Final Project (Part 1)

For my final project in my DIY skateboard construction I’m going to build and shape 3 street style skateboard decks. Since the purpose of my project for Art 221 is to use my skills to create a 3 dimensional artwork a hand shaped skateboard may have been enough. However as I started thinking of the project I started thinking about how I could represent the feeling of skateboarding in a sculptural form. After a few concepts and a little research I came up with a plan to build and shape the boards in a way that removed function and simply demonstrated form. How could I shape and twist a recognized form of a skateboard to create a form that was still “skateboard” but expressed the movement and feeling of the sport. 
The first step was to find ways to build a custom formed skateboard deck.
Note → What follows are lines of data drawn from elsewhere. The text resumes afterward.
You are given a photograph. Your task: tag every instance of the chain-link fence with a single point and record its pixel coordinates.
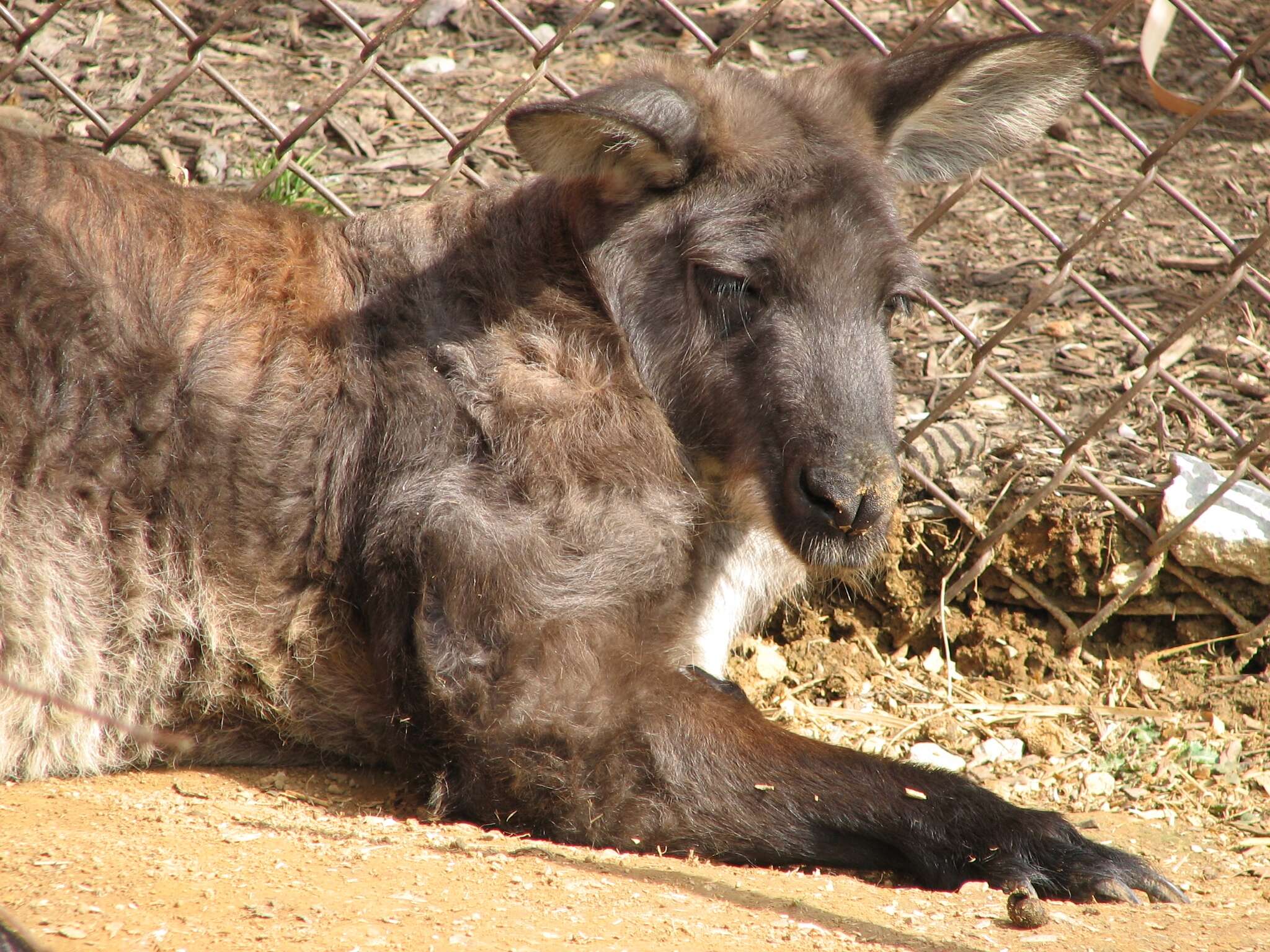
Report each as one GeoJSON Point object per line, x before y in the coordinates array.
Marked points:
{"type": "Point", "coordinates": [1101, 306]}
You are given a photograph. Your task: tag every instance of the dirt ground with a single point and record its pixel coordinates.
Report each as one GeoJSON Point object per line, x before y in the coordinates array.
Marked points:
{"type": "Point", "coordinates": [252, 860]}
{"type": "Point", "coordinates": [1168, 751]}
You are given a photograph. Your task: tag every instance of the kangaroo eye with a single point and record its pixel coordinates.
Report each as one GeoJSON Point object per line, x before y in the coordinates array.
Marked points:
{"type": "Point", "coordinates": [726, 286]}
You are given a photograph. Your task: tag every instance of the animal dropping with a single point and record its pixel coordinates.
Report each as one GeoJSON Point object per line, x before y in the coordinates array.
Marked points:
{"type": "Point", "coordinates": [486, 489]}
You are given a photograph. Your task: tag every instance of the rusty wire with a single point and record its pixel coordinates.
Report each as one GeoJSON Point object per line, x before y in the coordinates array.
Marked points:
{"type": "Point", "coordinates": [1071, 253]}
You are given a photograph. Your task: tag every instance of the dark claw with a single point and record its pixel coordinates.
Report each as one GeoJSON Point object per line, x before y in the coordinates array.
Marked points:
{"type": "Point", "coordinates": [1161, 890]}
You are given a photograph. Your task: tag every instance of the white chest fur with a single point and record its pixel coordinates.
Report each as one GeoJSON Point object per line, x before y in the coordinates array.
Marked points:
{"type": "Point", "coordinates": [741, 574]}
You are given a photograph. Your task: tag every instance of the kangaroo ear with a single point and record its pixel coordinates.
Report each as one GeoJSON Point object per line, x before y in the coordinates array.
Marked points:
{"type": "Point", "coordinates": [948, 111]}
{"type": "Point", "coordinates": [634, 135]}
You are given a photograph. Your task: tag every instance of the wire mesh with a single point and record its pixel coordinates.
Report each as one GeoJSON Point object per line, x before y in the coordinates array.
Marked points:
{"type": "Point", "coordinates": [1143, 170]}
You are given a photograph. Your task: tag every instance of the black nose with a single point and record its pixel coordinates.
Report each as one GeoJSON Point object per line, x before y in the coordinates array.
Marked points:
{"type": "Point", "coordinates": [842, 499]}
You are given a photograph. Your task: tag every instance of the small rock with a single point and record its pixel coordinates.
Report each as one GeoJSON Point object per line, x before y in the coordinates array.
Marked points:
{"type": "Point", "coordinates": [770, 663]}
{"type": "Point", "coordinates": [210, 163]}
{"type": "Point", "coordinates": [1099, 783]}
{"type": "Point", "coordinates": [1232, 537]}
{"type": "Point", "coordinates": [993, 751]}
{"type": "Point", "coordinates": [1025, 910]}
{"type": "Point", "coordinates": [934, 662]}
{"type": "Point", "coordinates": [935, 756]}
{"type": "Point", "coordinates": [429, 65]}
{"type": "Point", "coordinates": [1151, 682]}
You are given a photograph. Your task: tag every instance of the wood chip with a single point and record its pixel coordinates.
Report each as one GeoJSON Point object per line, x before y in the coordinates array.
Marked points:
{"type": "Point", "coordinates": [1194, 265]}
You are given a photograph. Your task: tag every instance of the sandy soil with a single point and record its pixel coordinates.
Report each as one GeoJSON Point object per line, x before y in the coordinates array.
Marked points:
{"type": "Point", "coordinates": [248, 860]}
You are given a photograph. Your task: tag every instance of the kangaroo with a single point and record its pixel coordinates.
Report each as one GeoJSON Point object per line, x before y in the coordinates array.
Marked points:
{"type": "Point", "coordinates": [484, 489]}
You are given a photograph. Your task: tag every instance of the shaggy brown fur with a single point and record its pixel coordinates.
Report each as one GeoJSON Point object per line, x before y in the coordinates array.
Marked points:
{"type": "Point", "coordinates": [484, 489]}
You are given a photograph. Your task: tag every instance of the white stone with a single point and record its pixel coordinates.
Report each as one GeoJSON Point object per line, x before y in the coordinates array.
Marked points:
{"type": "Point", "coordinates": [1099, 783]}
{"type": "Point", "coordinates": [1232, 537]}
{"type": "Point", "coordinates": [934, 662]}
{"type": "Point", "coordinates": [993, 751]}
{"type": "Point", "coordinates": [770, 663]}
{"type": "Point", "coordinates": [429, 64]}
{"type": "Point", "coordinates": [935, 756]}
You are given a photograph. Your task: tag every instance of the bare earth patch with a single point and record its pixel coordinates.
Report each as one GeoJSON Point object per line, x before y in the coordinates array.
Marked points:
{"type": "Point", "coordinates": [248, 860]}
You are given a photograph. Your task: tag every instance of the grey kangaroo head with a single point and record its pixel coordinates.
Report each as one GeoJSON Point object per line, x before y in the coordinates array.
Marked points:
{"type": "Point", "coordinates": [742, 231]}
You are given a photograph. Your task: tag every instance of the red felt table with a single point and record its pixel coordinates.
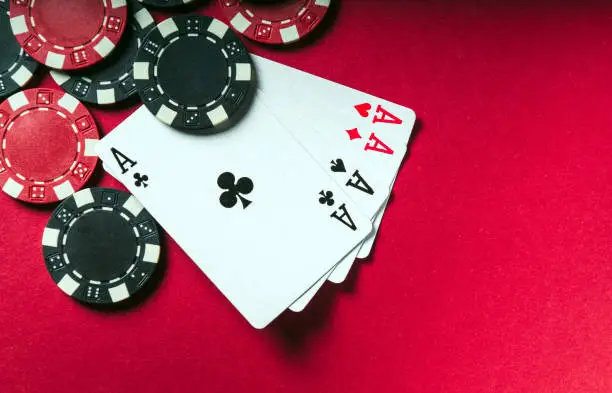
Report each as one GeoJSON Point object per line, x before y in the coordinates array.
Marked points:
{"type": "Point", "coordinates": [492, 272]}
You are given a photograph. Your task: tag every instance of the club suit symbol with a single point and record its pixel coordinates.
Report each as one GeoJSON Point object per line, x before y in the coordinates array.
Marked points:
{"type": "Point", "coordinates": [234, 190]}
{"type": "Point", "coordinates": [141, 180]}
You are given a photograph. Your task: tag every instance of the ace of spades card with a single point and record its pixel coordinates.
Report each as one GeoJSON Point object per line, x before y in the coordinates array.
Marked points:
{"type": "Point", "coordinates": [373, 132]}
{"type": "Point", "coordinates": [250, 206]}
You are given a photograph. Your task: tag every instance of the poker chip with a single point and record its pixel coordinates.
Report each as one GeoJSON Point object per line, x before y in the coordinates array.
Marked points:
{"type": "Point", "coordinates": [101, 246]}
{"type": "Point", "coordinates": [111, 80]}
{"type": "Point", "coordinates": [16, 66]}
{"type": "Point", "coordinates": [68, 36]}
{"type": "Point", "coordinates": [165, 3]}
{"type": "Point", "coordinates": [194, 73]}
{"type": "Point", "coordinates": [280, 22]}
{"type": "Point", "coordinates": [48, 142]}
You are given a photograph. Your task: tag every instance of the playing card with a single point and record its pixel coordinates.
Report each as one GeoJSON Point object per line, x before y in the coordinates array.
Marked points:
{"type": "Point", "coordinates": [249, 205]}
{"type": "Point", "coordinates": [362, 185]}
{"type": "Point", "coordinates": [377, 131]}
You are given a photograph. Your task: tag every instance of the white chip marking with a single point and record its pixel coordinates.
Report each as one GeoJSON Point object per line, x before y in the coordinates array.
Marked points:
{"type": "Point", "coordinates": [83, 197]}
{"type": "Point", "coordinates": [18, 100]}
{"type": "Point", "coordinates": [243, 72]}
{"type": "Point", "coordinates": [90, 147]}
{"type": "Point", "coordinates": [68, 102]}
{"type": "Point", "coordinates": [55, 60]}
{"type": "Point", "coordinates": [290, 34]}
{"type": "Point", "coordinates": [64, 190]}
{"type": "Point", "coordinates": [119, 293]}
{"type": "Point", "coordinates": [106, 96]}
{"type": "Point", "coordinates": [141, 70]}
{"type": "Point", "coordinates": [68, 285]}
{"type": "Point", "coordinates": [22, 76]}
{"type": "Point", "coordinates": [19, 25]}
{"type": "Point", "coordinates": [167, 27]}
{"type": "Point", "coordinates": [12, 188]}
{"type": "Point", "coordinates": [240, 23]}
{"type": "Point", "coordinates": [51, 237]}
{"type": "Point", "coordinates": [151, 253]}
{"type": "Point", "coordinates": [218, 115]}
{"type": "Point", "coordinates": [166, 115]}
{"type": "Point", "coordinates": [218, 28]}
{"type": "Point", "coordinates": [59, 77]}
{"type": "Point", "coordinates": [105, 47]}
{"type": "Point", "coordinates": [133, 206]}
{"type": "Point", "coordinates": [144, 18]}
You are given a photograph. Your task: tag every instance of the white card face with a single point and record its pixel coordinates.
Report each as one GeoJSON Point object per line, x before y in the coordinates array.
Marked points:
{"type": "Point", "coordinates": [362, 184]}
{"type": "Point", "coordinates": [373, 133]}
{"type": "Point", "coordinates": [338, 110]}
{"type": "Point", "coordinates": [249, 205]}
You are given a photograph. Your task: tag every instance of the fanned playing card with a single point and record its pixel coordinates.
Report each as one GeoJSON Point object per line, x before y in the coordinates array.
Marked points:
{"type": "Point", "coordinates": [332, 120]}
{"type": "Point", "coordinates": [249, 205]}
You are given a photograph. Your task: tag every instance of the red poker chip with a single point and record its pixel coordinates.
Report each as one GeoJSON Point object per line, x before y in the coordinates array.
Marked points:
{"type": "Point", "coordinates": [48, 145]}
{"type": "Point", "coordinates": [281, 22]}
{"type": "Point", "coordinates": [68, 36]}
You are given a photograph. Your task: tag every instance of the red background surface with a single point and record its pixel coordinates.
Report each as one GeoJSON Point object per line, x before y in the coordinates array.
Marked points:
{"type": "Point", "coordinates": [492, 271]}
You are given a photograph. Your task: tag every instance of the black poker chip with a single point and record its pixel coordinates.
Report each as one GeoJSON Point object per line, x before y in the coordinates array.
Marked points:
{"type": "Point", "coordinates": [16, 66]}
{"type": "Point", "coordinates": [111, 80]}
{"type": "Point", "coordinates": [193, 73]}
{"type": "Point", "coordinates": [166, 3]}
{"type": "Point", "coordinates": [101, 246]}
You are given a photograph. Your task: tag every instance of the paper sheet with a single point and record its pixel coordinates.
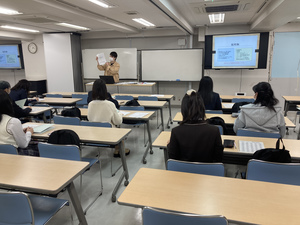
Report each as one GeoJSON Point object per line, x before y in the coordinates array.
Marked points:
{"type": "Point", "coordinates": [101, 58]}
{"type": "Point", "coordinates": [250, 146]}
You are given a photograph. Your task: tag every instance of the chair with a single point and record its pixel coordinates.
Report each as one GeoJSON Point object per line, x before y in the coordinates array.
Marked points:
{"type": "Point", "coordinates": [214, 169]}
{"type": "Point", "coordinates": [214, 111]}
{"type": "Point", "coordinates": [69, 152]}
{"type": "Point", "coordinates": [98, 124]}
{"type": "Point", "coordinates": [20, 208]}
{"type": "Point", "coordinates": [250, 133]}
{"type": "Point", "coordinates": [124, 97]}
{"type": "Point", "coordinates": [83, 101]}
{"type": "Point", "coordinates": [235, 100]}
{"type": "Point", "coordinates": [8, 149]}
{"type": "Point", "coordinates": [66, 120]}
{"type": "Point", "coordinates": [283, 173]}
{"type": "Point", "coordinates": [162, 217]}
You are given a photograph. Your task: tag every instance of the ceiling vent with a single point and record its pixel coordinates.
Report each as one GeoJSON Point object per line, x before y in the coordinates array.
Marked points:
{"type": "Point", "coordinates": [224, 8]}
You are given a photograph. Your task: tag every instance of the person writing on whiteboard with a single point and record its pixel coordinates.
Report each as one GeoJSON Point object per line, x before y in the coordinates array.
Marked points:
{"type": "Point", "coordinates": [110, 68]}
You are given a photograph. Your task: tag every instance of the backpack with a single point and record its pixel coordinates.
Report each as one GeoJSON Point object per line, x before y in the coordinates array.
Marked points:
{"type": "Point", "coordinates": [218, 121]}
{"type": "Point", "coordinates": [72, 112]}
{"type": "Point", "coordinates": [64, 137]}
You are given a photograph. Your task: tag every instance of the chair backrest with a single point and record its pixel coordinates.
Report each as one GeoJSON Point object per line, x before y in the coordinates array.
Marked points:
{"type": "Point", "coordinates": [83, 100]}
{"type": "Point", "coordinates": [15, 208]}
{"type": "Point", "coordinates": [64, 137]}
{"type": "Point", "coordinates": [54, 95]}
{"type": "Point", "coordinates": [214, 111]}
{"type": "Point", "coordinates": [235, 100]}
{"type": "Point", "coordinates": [161, 217]}
{"type": "Point", "coordinates": [8, 149]}
{"type": "Point", "coordinates": [95, 124]}
{"type": "Point", "coordinates": [67, 152]}
{"type": "Point", "coordinates": [148, 98]}
{"type": "Point", "coordinates": [283, 173]}
{"type": "Point", "coordinates": [215, 169]}
{"type": "Point", "coordinates": [250, 133]}
{"type": "Point", "coordinates": [66, 120]}
{"type": "Point", "coordinates": [137, 108]}
{"type": "Point", "coordinates": [124, 97]}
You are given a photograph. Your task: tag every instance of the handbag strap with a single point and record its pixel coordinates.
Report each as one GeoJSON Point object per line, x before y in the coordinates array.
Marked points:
{"type": "Point", "coordinates": [278, 144]}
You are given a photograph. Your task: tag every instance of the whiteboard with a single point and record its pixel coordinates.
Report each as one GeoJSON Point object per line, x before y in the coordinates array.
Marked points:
{"type": "Point", "coordinates": [127, 58]}
{"type": "Point", "coordinates": [172, 65]}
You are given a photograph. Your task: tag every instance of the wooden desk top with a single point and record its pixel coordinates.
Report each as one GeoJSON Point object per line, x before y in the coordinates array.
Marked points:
{"type": "Point", "coordinates": [66, 94]}
{"type": "Point", "coordinates": [59, 101]}
{"type": "Point", "coordinates": [99, 135]}
{"type": "Point", "coordinates": [290, 144]}
{"type": "Point", "coordinates": [37, 174]}
{"type": "Point", "coordinates": [291, 98]}
{"type": "Point", "coordinates": [38, 110]}
{"type": "Point", "coordinates": [228, 119]}
{"type": "Point", "coordinates": [135, 96]}
{"type": "Point", "coordinates": [84, 112]}
{"type": "Point", "coordinates": [237, 199]}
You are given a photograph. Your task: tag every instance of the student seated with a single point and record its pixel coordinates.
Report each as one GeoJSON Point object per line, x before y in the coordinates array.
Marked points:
{"type": "Point", "coordinates": [18, 112]}
{"type": "Point", "coordinates": [102, 110]}
{"type": "Point", "coordinates": [194, 139]}
{"type": "Point", "coordinates": [210, 98]}
{"type": "Point", "coordinates": [11, 131]}
{"type": "Point", "coordinates": [21, 91]}
{"type": "Point", "coordinates": [263, 115]}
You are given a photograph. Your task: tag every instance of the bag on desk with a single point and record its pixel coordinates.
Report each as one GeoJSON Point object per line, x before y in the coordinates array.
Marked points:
{"type": "Point", "coordinates": [273, 154]}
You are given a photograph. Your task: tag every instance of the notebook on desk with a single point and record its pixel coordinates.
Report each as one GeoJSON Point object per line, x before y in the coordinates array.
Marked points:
{"type": "Point", "coordinates": [108, 79]}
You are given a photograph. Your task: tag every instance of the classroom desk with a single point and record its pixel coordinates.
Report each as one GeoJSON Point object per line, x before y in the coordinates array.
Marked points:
{"type": "Point", "coordinates": [288, 100]}
{"type": "Point", "coordinates": [290, 144]}
{"type": "Point", "coordinates": [245, 201]}
{"type": "Point", "coordinates": [228, 119]}
{"type": "Point", "coordinates": [59, 101]}
{"type": "Point", "coordinates": [146, 118]}
{"type": "Point", "coordinates": [160, 97]}
{"type": "Point", "coordinates": [43, 176]}
{"type": "Point", "coordinates": [97, 135]}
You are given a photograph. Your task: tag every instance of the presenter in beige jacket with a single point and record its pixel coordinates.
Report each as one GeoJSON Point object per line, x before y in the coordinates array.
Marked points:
{"type": "Point", "coordinates": [110, 68]}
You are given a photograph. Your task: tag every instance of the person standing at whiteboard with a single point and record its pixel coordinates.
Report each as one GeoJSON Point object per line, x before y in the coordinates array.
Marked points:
{"type": "Point", "coordinates": [110, 68]}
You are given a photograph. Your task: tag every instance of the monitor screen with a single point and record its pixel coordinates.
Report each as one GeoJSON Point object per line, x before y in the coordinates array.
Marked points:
{"type": "Point", "coordinates": [235, 51]}
{"type": "Point", "coordinates": [11, 57]}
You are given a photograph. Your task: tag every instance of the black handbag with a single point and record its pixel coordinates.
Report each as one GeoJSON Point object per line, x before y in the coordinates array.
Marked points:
{"type": "Point", "coordinates": [273, 154]}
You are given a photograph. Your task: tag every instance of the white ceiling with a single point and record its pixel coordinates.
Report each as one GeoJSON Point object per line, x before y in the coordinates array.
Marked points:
{"type": "Point", "coordinates": [184, 15]}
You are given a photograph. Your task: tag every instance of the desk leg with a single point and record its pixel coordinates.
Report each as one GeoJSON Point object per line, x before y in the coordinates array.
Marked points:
{"type": "Point", "coordinates": [76, 203]}
{"type": "Point", "coordinates": [149, 146]}
{"type": "Point", "coordinates": [124, 174]}
{"type": "Point", "coordinates": [170, 114]}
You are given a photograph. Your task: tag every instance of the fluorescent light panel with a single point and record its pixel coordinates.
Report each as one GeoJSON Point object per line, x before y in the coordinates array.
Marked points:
{"type": "Point", "coordinates": [144, 22]}
{"type": "Point", "coordinates": [102, 4]}
{"type": "Point", "coordinates": [216, 18]}
{"type": "Point", "coordinates": [9, 11]}
{"type": "Point", "coordinates": [73, 26]}
{"type": "Point", "coordinates": [19, 29]}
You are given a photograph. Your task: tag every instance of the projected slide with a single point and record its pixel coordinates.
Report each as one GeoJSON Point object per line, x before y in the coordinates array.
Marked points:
{"type": "Point", "coordinates": [235, 51]}
{"type": "Point", "coordinates": [9, 56]}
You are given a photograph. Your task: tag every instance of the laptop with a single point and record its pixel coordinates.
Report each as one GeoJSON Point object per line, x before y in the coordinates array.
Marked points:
{"type": "Point", "coordinates": [108, 79]}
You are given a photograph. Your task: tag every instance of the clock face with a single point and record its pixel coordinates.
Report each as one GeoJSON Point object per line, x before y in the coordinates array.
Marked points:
{"type": "Point", "coordinates": [32, 48]}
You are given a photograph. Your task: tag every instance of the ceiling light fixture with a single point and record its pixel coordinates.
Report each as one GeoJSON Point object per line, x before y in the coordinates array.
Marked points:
{"type": "Point", "coordinates": [102, 4]}
{"type": "Point", "coordinates": [19, 29]}
{"type": "Point", "coordinates": [216, 18]}
{"type": "Point", "coordinates": [9, 11]}
{"type": "Point", "coordinates": [144, 22]}
{"type": "Point", "coordinates": [73, 26]}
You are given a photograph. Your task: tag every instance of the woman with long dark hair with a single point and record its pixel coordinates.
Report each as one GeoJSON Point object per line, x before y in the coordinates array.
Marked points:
{"type": "Point", "coordinates": [194, 139]}
{"type": "Point", "coordinates": [263, 115]}
{"type": "Point", "coordinates": [210, 98]}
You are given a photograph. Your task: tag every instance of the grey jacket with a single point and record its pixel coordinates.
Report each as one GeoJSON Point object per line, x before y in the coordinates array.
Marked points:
{"type": "Point", "coordinates": [260, 118]}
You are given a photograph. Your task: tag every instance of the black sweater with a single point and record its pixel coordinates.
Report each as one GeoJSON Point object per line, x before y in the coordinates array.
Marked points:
{"type": "Point", "coordinates": [196, 143]}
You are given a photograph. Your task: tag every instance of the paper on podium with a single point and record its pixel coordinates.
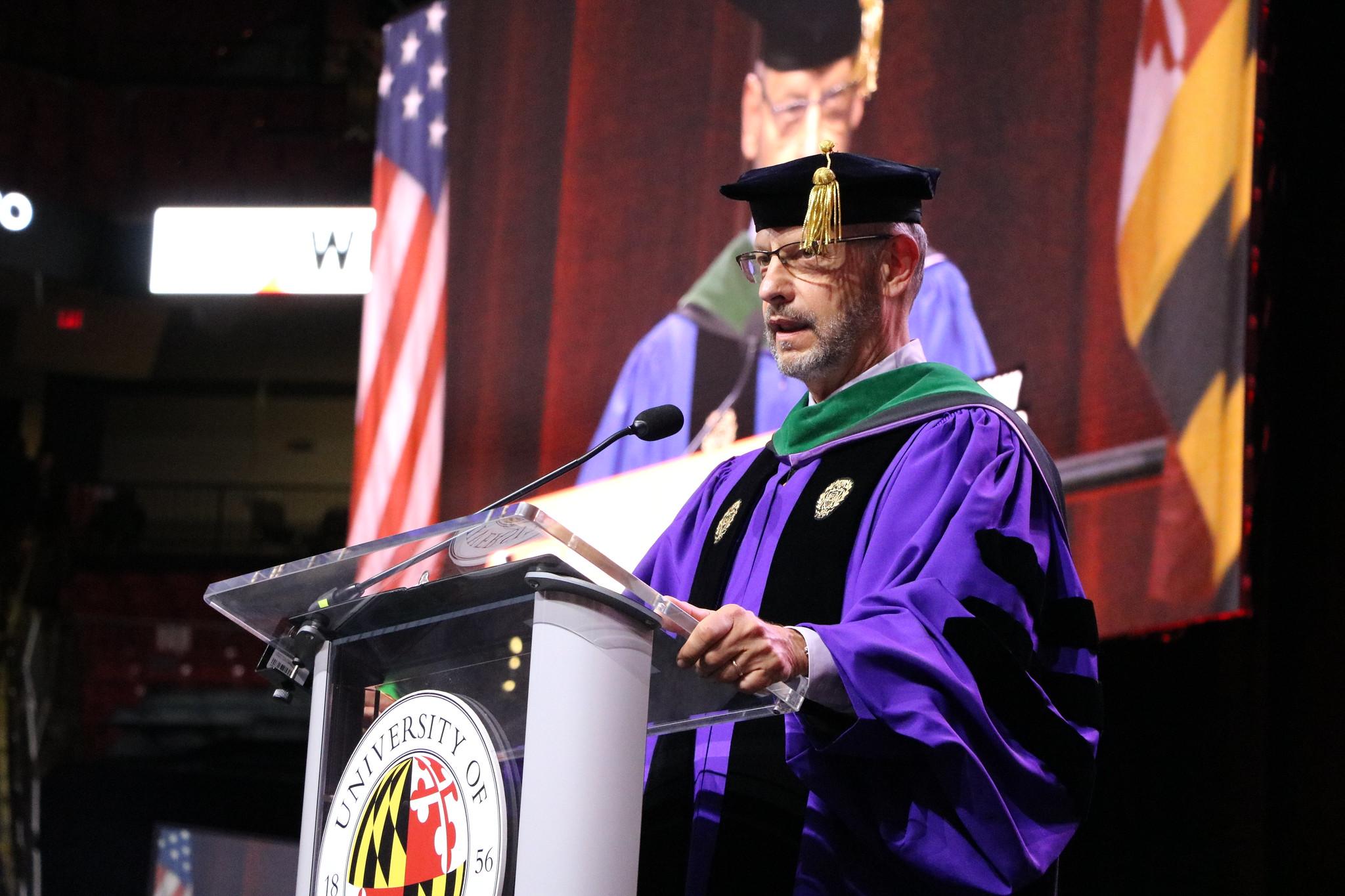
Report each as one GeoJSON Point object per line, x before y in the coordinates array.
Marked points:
{"type": "Point", "coordinates": [625, 513]}
{"type": "Point", "coordinates": [498, 539]}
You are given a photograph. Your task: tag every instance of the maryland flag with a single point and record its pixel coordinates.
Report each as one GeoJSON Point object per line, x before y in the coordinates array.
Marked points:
{"type": "Point", "coordinates": [412, 836]}
{"type": "Point", "coordinates": [1181, 255]}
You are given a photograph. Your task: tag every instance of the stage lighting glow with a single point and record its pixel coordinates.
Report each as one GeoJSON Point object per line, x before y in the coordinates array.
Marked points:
{"type": "Point", "coordinates": [15, 211]}
{"type": "Point", "coordinates": [70, 319]}
{"type": "Point", "coordinates": [257, 250]}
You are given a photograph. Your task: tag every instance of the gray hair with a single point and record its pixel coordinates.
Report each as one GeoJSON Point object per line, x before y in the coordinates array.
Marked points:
{"type": "Point", "coordinates": [900, 228]}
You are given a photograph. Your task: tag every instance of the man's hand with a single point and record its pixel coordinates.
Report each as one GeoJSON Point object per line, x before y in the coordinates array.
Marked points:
{"type": "Point", "coordinates": [736, 647]}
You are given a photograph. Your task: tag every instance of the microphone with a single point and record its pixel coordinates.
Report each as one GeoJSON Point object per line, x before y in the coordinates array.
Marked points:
{"type": "Point", "coordinates": [657, 422]}
{"type": "Point", "coordinates": [650, 425]}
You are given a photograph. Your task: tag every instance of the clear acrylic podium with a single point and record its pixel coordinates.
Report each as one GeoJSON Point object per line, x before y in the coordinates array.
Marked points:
{"type": "Point", "coordinates": [567, 660]}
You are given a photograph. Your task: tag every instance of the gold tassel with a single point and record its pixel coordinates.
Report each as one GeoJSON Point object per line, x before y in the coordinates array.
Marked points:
{"type": "Point", "coordinates": [871, 45]}
{"type": "Point", "coordinates": [822, 222]}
The hardwood cruiser is great for practicing concepts like design, cutting the shape from wood, and placing the trucks, hardware etc. The hardwood cruiser however does not lend itself well to manipulation. Bending hardwood is possible but fairly difficult. It requires steam bending. This is doable at home but fairly labour and time intensive. The next concept for skateboard building and shaping is laminating or pressing multiple thin veneers. Curving the layers of veneer is much easier and really just involves a couple steps including some pre-planning and some patience. The first technique I  came across for pressing skateboards on your own is a hydraulic press. Also know as a “hillbilly press”. Is involves pouring concrete forms/carving wooden forms that you press the layers of veneer between. The weight of the concrete plus pressure from clamping/pressing the forms together shapes the veneer as the layers are glued together. This press is effective once built but takes some time to build and changing the shape of the board means you need to pour new concrete forms. 
 

The Hillbilly Press
 

The next concept I came across was vacuum pressing. In an industrial setting vacuum pressing uses a large table covered by vinyl. The veneers are placed on top of a form with the glue between each layer. The whole thing is then placed on the table under the vinyl. The air is sucked out by a vacuum pump. The vacuum press puts a constant and equal pressure across the entire mold and veneers. Again this system requires a fair bit of prep work and forethought. On an industrial level a vacuum table is a bit of an investment.  However this another win for the Internet. A company out of Toronto has pioneered a simple home solution: The Thin Air Press

Roarockit has manufactured a simple way to create DIY skateboards. Based on the concept of the vacuum press Ted Jackson created the Thin Air Press. It’s a a vinyl bag with a one way valve. The mold and veneers are placed in the bag and it’s sealed by a piece of tape and a simple hand pump sucks the air out of the bag- creating th vacuum and putting pressure equally on all parts of the veneer creating a smooth and strong laminate. This seems like the perfect product to create the bends and custom shapes I need for my final project. I have reached out to Roarockit and their customer service is awesome. I will definitely be contacting Ted for hints and tips as I start to make the bends and shape my boards for my final project. I ordered a kit today and will post a blog as soon as it arrives and I get a chance to do a little hands on with it.